Quelques noms encore, découverts l’an dernier, et que l’on espère retrouver cette année. Human People, par exemple, un quatuor féminin new yorkais. Au menu, un son énervé, rêche, entre Punk, Garage et Grunge. Ces quatre filles ont sorti cette année un premier album punchy, « Butterflies Drink Turtles Tears Out ». Autre voix féminine, dans un autre registre: Anna Burch. Elle vient de Detroit et a signé un premier album solo, après quelques expériences en groupes. On est ici dans la formule guitare-voix, et dans une atmosphère plus folk. Autre univers: Creep Show.

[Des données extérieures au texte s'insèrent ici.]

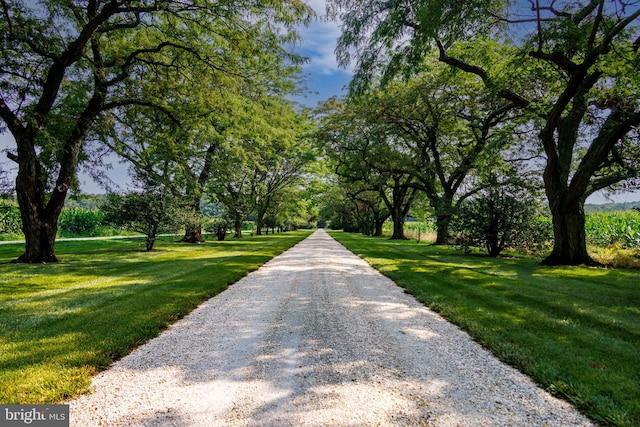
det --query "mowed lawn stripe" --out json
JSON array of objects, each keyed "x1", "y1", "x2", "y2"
[
  {"x1": 332, "y1": 232, "x2": 640, "y2": 426},
  {"x1": 0, "y1": 232, "x2": 309, "y2": 403}
]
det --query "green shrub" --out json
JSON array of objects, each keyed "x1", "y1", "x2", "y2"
[
  {"x1": 0, "y1": 200, "x2": 22, "y2": 234},
  {"x1": 58, "y1": 208, "x2": 104, "y2": 236}
]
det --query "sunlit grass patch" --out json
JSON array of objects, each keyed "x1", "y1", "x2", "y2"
[
  {"x1": 0, "y1": 231, "x2": 309, "y2": 403},
  {"x1": 332, "y1": 232, "x2": 640, "y2": 426}
]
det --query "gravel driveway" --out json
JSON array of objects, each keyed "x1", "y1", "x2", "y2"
[{"x1": 70, "y1": 230, "x2": 591, "y2": 427}]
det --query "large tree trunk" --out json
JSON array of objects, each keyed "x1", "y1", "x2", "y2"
[
  {"x1": 182, "y1": 194, "x2": 204, "y2": 243},
  {"x1": 15, "y1": 141, "x2": 68, "y2": 263},
  {"x1": 391, "y1": 206, "x2": 407, "y2": 240},
  {"x1": 233, "y1": 216, "x2": 242, "y2": 239},
  {"x1": 541, "y1": 201, "x2": 600, "y2": 265}
]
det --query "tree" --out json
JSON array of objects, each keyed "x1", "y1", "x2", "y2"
[
  {"x1": 247, "y1": 100, "x2": 313, "y2": 235},
  {"x1": 365, "y1": 60, "x2": 515, "y2": 245},
  {"x1": 332, "y1": 0, "x2": 640, "y2": 265},
  {"x1": 455, "y1": 171, "x2": 551, "y2": 257},
  {"x1": 0, "y1": 0, "x2": 309, "y2": 262},
  {"x1": 101, "y1": 187, "x2": 184, "y2": 251}
]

Pour definir le style de son nouveau projet, John Grant (ex Czars) parle d’experimental pop & surreal funk. Concrètement, on navigue dans des eux qui rappellent le label Ze Records dans les 80’s: minimalisme synthétique et Cold Funk. Stephen Malinder, membre fondateur de Cabaret Voltaire est de la partie et c’est cohérent. Nouveau changement d’ambiance avec Bart & The Bedazzled, le nouveau projet de Bart Davenport, un musicien californien qui a tendance à s’éparpiller dans différentes directions. Ici, on est dans une élégance mélodique qui évoque des gens comme Prefab Sprout ou Aztec Camera…Et puis un premier album aux allure d’Ovni musical: celui des Sha La Das, un groupe qui réunit un père et ses trois fils. Le père est un « vétéran » de l’époque du Doo Wop. Il a transmis l’art des belles harmonies vocales à ses fils, et le quatuor a été remarqué par le patron de Daptone Records alors qu’il travaillait pour un album de Charles Bradley. D’où ce premier album qui a été un des plaisirs de 2018, à défaut d’être révolutionnaire…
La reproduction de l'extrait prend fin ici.